Punk z różnych stron świata #124 – Sangre Joven.

W tym odcinku moich punkowych podróży zapraszam do kolejnego (z naszej perspektywy) egzotycznego miejsca, a mianowicie znajdującej się w Ameryce Środkowej Gwatemali, gdzie w stolicy tego kraju noszącej tę samą nazwę co państwo na przełomie 2000 i 2001 roku założony został zespół Sangre Joven (Młoda Krew). W pisowni nazwy, na jej początku oraz końcu czasami używa się litery „X”, co rzecz jasna ma dawać do zrozumienia, że mamy do czynienia z hardcore punkową kapelą powiązaną z ruchem straight edge.
Wzorowali się oczywiście na kapelach z USA oraz Europy poruszających się w tym nurcie. Natomiast tematykę własnych tekstów scharakteryzowali w następujących słowach:

Piosenki traktowały głównie o jedności na scenie, ludziach wypadających ze sceny, przyjaźni, Straight Edge, zaangażowaniu, pozytywnym nastawieniu, czyli rzeczach, z którymi każdy mógł się w tamtym czasie utożsamić. Teksty nie rozwinęły się aż tak bardzo.

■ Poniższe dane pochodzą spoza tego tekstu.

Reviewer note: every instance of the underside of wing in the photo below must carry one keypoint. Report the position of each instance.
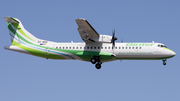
(86, 31)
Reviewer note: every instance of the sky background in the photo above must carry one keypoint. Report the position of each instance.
(28, 78)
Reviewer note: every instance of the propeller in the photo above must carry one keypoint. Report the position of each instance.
(113, 39)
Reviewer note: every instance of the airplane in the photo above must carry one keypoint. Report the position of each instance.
(96, 48)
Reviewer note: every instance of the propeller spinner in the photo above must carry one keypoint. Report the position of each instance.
(113, 39)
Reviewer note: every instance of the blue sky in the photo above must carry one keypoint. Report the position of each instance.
(28, 78)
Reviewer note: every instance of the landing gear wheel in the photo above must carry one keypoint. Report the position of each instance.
(98, 65)
(93, 61)
(164, 62)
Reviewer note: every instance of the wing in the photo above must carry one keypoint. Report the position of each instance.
(86, 31)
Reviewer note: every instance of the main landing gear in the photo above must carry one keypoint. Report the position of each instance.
(96, 60)
(164, 62)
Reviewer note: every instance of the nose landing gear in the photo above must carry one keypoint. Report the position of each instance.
(164, 62)
(96, 60)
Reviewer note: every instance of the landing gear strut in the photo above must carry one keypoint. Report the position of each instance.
(96, 60)
(164, 62)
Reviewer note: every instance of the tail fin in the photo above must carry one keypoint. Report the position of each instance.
(18, 34)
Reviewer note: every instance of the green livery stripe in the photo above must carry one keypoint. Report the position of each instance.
(39, 53)
(16, 25)
(167, 49)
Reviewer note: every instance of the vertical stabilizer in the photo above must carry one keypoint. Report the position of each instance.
(18, 34)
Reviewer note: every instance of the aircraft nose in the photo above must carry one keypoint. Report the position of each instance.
(172, 53)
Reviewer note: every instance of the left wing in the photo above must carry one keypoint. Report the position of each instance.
(89, 34)
(86, 31)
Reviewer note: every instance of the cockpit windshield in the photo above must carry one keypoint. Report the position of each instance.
(160, 45)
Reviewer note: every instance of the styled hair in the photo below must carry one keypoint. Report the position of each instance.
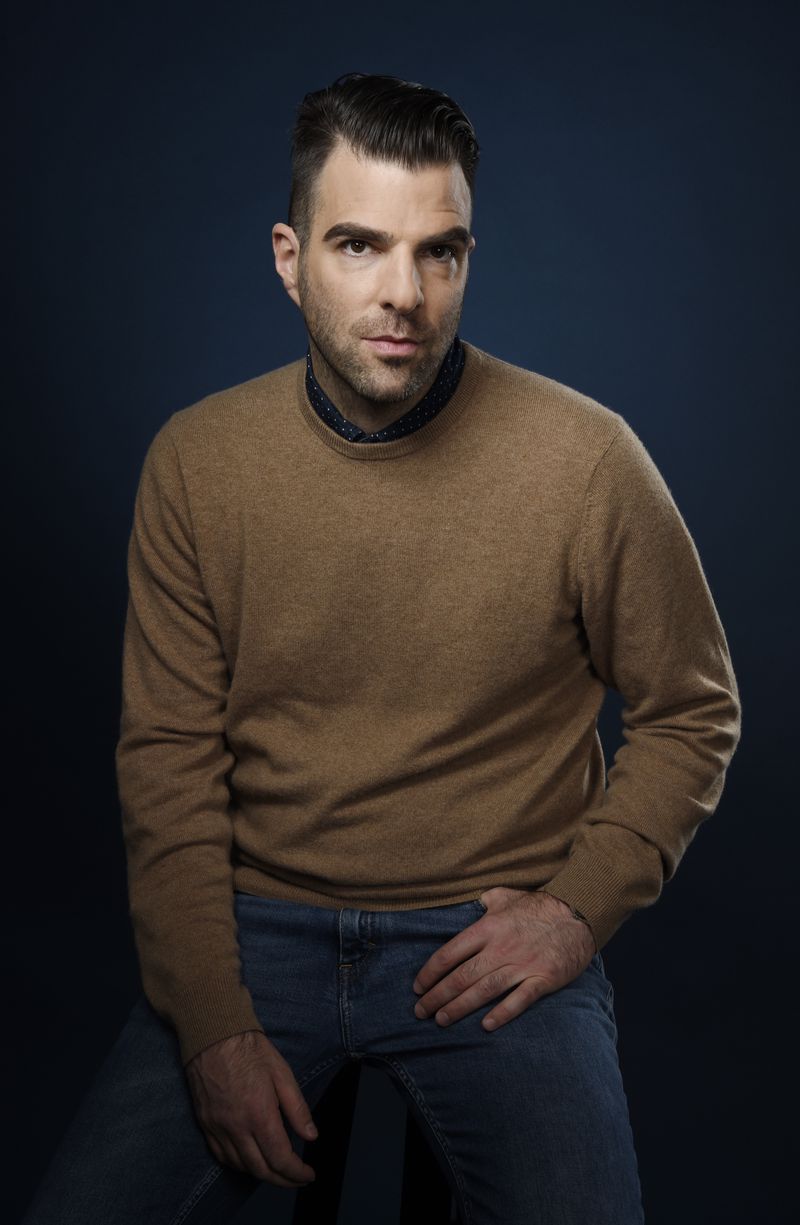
(381, 118)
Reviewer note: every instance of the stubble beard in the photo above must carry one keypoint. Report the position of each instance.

Pierwsze (i w sumie jedyne) ich nagrania ukazały się w 2003 roku, najpierw jako demo, a następnie w formie płyty „Juventud positiva”.

Dość szybko zyskali popularność, która zaowocowała koncertami nie tylko w Gwatemali lecz także poza jej granicami, regularnie pojawiali się na koncertach w Salwadorze, grywali w Kostaryce czy Meksyku. Udało mi się znaleźć kilkuminutowy fragment ich koncertu. Na tym video czuć niesamowitą energię z jaką grali.

Historia zespołu dobiegła końca w 2006 roku, a ich ostatni występ miał miejsce podczas UG Fest dokładnie 8 kwietnia.